In both of our homes in Geneva and in Argelès we can go to France, Spain, Italy for lunch and for the first two even to food shop or leave our dry cleaning in Geneva.

Also, we get a chance to travel to research our writing.

As a child, I seldom left our small town, which was very nice, but limited. My mother knew of all the places I would either visit or work in. However, she felt she had seen them without leaving the comfort of her home and town.

I could never make her understand, a photo, was only part of the experience. The smell of a croissant baking from a French bolangeries, or the sound of bagpipes.

Sometimes it is easier to disagree.

Saturday, April 08, 2023

 

Chapter 66

Lexington, Massachusetts

April 20, 1775

EVERYTHING SEEMED VEILED when James opened his eyes. He couldn’t keep them open. His stomach ached as it had never ached before. He smelled bread baking and meat roasting. James heard voices as he lay in a bed.

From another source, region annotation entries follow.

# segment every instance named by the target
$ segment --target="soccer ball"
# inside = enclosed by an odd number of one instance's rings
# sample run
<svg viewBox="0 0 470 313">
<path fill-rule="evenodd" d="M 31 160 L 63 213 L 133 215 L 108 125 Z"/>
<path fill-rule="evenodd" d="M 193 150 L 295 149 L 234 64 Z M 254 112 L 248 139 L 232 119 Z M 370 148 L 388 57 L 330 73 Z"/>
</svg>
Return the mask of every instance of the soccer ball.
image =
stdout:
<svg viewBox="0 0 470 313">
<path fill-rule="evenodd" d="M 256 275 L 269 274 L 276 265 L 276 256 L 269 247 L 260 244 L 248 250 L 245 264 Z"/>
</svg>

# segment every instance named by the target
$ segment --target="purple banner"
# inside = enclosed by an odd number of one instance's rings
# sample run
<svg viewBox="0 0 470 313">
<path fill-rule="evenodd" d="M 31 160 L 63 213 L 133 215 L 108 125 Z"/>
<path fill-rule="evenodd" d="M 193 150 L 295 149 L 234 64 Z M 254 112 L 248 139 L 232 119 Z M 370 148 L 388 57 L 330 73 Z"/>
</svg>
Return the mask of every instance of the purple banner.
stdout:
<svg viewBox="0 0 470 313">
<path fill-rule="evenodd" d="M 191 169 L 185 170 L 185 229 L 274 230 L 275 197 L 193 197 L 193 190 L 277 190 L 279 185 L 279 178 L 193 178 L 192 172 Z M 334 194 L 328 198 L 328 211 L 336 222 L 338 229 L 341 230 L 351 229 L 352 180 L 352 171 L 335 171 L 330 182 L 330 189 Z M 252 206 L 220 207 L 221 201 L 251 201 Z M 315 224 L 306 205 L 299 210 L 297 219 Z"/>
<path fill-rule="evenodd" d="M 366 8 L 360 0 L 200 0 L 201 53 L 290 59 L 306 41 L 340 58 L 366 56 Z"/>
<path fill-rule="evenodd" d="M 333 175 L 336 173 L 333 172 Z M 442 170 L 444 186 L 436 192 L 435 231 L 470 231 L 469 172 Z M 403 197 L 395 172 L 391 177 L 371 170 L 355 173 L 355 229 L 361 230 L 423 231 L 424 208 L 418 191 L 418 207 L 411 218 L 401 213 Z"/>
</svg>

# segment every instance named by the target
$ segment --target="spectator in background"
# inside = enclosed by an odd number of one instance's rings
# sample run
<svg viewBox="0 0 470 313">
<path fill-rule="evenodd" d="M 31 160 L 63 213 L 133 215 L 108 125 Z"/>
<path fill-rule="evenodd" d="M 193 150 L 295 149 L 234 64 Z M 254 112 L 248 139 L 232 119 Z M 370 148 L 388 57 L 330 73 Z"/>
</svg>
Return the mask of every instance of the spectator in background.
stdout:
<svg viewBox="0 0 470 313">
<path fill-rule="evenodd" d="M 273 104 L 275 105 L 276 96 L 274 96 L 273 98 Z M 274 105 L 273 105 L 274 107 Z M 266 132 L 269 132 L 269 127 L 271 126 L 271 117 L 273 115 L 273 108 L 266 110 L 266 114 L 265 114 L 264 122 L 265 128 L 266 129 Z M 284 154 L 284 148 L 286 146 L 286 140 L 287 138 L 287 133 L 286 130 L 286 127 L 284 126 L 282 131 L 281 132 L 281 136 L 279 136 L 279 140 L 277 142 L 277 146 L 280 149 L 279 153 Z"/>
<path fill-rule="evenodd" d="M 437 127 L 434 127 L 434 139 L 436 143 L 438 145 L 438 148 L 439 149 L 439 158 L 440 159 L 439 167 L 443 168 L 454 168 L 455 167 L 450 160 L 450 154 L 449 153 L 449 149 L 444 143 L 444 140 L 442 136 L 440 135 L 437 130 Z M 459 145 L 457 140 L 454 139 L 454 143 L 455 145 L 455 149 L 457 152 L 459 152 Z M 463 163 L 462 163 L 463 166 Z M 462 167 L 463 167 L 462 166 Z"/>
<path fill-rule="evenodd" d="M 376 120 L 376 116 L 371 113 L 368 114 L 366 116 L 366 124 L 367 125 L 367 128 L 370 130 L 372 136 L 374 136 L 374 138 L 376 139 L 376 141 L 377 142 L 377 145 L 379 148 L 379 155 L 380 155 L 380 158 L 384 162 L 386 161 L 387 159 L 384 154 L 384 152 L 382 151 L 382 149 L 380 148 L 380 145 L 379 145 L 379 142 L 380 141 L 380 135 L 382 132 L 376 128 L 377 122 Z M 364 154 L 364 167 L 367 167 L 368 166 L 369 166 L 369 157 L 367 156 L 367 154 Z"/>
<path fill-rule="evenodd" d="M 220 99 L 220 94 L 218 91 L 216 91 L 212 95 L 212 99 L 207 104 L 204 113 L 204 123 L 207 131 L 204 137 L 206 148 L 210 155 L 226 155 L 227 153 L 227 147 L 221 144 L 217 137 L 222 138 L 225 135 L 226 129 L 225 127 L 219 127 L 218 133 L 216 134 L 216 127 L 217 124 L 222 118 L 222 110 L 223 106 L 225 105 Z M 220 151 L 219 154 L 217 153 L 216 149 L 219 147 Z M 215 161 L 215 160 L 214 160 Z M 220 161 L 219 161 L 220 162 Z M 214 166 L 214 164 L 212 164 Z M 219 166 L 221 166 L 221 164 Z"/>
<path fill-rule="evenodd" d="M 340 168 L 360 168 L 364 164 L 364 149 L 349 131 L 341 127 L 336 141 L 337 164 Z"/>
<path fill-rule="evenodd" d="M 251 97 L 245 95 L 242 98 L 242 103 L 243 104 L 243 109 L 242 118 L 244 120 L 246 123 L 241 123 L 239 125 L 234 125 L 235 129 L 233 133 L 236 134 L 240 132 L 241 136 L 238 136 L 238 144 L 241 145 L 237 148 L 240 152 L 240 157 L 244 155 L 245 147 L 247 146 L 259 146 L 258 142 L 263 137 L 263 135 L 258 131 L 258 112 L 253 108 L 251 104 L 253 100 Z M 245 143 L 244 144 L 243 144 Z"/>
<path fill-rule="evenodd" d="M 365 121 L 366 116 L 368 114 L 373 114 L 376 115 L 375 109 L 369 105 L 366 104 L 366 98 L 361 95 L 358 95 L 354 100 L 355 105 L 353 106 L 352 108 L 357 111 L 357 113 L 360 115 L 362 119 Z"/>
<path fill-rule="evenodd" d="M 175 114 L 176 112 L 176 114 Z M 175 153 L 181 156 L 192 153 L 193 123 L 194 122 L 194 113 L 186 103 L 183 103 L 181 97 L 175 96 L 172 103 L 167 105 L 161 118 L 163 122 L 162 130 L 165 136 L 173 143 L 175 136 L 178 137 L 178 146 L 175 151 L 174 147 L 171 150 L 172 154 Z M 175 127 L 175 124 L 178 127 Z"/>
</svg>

Man: You’re crazy to help him.

Woman: He’s not going to live. He’s lost too much blood.

Man: He’s a bloody lobsterback.

Woman: He’s still Christ’s child, someone’s son, maybe brother, maybe husband, maybe father.

Man: We’ll never know. There’s no identification.

Woman: We could try and send him back to the British, when he dies.

Man: You are …

The voices faded and it sounded as if they were going down a flight of stairs.

James thought of Bess. It hurt to breathe. Then he couldn’t breathe at all.


 

 

Chapter 67

Argelès-sur-mer

I MOURN JAMES. For over a year, he has been with me almost every day in two different countries and many cities and villages. He has lived with me through a pandemic and quarantine.

I’ve tried to feel his pleasures, hopes, and fears, knowing all the time how he would die, where he would be buried in a grave marked on a battlefield of the American Revolution.

My other characters, in other books who have become real to me, can go on with their lives.

Not James.

There are real unknown soldiers buried in Lexington, not just in that one grave. Would they have been mourned by fathers, mothers, wives, sons, and brothers in faraway countries? Would not knowing what happened to their family members haunt them or would they not care?

May they all rest in peace throughout the ages.